The only time you'd probably think about a locksmith is when you're out in the cold and your keys are locked in the toasty confines of your vehicle. Although your average locksmith might not be interesting on his or her own, there's plenty about their occupation's history that often sparks some interest. The following showcases 5 incredible facts you probably didn't know about locksmiths.
Locksmiths Used to Be the Jacks of All Trades
There was once a lot more to being a locksmith than just making and repairing locks. During the 19th and early 20th centuries, neighborhood locksmiths took on a wide variety of other jobs, ranging from tool sharpening and general metalworking to repairing bicycles and firearms. In most cases, the average locksmith's expertise and talent often made itself known in other areas, leading to a deluge of high quality period items.
Before Locksmiths Were Locksmiths, They Were Blacksmiths
It's no surprise that the very first locksmiths started out as blacksmiths, given the resources needed to create metal locks. In early times, only the blacksmiths were very familiar with the process of forging what would soon be a working lock. As time marched on, numerous advances in a broad range of metalworking and parts production technologies made blacksmith-made locks largely obsolete.
Locksmiths Also Designed Locks for Form and Not Just Function
Although today's locks are designed mostly for security's sake, there was once a time when a lock was more of an art piece than a security tool. During the 14th and 15th centuries, locksmiths flexed their creative muscles by designing ornamental lock designs. These designs were often produced as one-offs that showed other craftsmen and impressed patrons the locksmith's levels of expertise. In most cases, these locks were often designed with their mechanisms exposed so others could get a detailed glimpse.
Even when making functional locks, the non-standardized designs of the time gave locksmiths plenty of opportunity to leave their own distinctive marks. Some of these design traits were there for purely aesthetic reasons, while others actually enhanced security by making the lock harder to crack.
Harry Houdini Was Once a Locksmith
Well before Harry Houdini became well-known throughout the world and history for his magic talents, he was involved in the locksmith business. According to United States History, Houdini started work as a locksmith at the tender age of 11 after working a string of odd jobs. Of course, his new-found job gave him plenty of opportunities to study locks and learn how to pick them open with minimal effort. This would later come in handy for many of his daring feats.

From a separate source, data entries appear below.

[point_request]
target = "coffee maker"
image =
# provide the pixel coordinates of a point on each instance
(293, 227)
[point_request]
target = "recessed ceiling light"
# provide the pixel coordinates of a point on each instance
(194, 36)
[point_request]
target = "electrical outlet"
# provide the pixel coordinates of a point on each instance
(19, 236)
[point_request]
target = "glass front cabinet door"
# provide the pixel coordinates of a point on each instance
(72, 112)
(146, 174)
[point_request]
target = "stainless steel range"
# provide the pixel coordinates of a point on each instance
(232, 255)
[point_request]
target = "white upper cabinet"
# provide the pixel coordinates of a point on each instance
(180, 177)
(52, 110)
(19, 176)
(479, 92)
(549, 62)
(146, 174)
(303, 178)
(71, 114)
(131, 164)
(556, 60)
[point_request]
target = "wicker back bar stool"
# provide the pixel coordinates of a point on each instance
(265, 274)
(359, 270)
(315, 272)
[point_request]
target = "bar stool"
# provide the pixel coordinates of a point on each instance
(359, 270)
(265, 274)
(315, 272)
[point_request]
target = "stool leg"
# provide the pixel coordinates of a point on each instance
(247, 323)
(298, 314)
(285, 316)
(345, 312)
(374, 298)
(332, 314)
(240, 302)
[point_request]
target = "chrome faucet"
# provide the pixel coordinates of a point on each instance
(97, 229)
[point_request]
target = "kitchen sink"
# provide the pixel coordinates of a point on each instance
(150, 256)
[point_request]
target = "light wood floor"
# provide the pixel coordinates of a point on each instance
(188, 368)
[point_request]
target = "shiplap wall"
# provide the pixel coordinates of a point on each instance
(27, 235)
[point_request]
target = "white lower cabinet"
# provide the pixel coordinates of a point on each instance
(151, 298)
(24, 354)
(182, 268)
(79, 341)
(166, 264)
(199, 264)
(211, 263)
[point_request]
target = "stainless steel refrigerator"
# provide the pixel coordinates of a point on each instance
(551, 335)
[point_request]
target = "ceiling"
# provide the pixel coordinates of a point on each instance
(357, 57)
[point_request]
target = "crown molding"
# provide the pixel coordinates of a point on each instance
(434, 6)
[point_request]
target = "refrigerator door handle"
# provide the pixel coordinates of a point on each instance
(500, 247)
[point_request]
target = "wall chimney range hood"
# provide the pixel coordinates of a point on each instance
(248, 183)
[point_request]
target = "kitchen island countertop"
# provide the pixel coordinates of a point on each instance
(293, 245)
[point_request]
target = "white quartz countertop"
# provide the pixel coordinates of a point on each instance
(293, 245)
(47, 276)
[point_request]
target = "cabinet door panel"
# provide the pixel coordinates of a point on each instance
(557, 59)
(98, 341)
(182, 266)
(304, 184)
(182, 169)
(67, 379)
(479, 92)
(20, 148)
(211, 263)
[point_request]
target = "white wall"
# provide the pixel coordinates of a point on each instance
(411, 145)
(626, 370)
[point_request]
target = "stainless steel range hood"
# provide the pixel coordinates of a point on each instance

King Louis XVI Had a Hobby Designing and Building Locks
Harry Houdini wasn't the only one who had an interest in locksmithing. King Louis XVI of France also had a strong passion for designing and building locks. When not dealing with his royal duties, the Bourbon king would indulge in his life-long interests, creating a vast array of unique and functional locks during his reign.
Louis XVI's locksmith skills came courtesy of Francois Gamain, a long-time friend of the king's and a fellow locksmith. The king's trust in Gamain as a friend and confidant led him to commission a secret cupboard with an iron door, behind which laid a number of confidential and scandalous documents. These documents were protected with a specially-made lock and key.
Unfortunately, the king's trust in his best friend soon proved to be a fatal choice. Thinking he had been poisoned by Louis XVI during dinner, Gamain stole the secret papers and used the accusations therein to have the king tried and later executed during the French Revolution.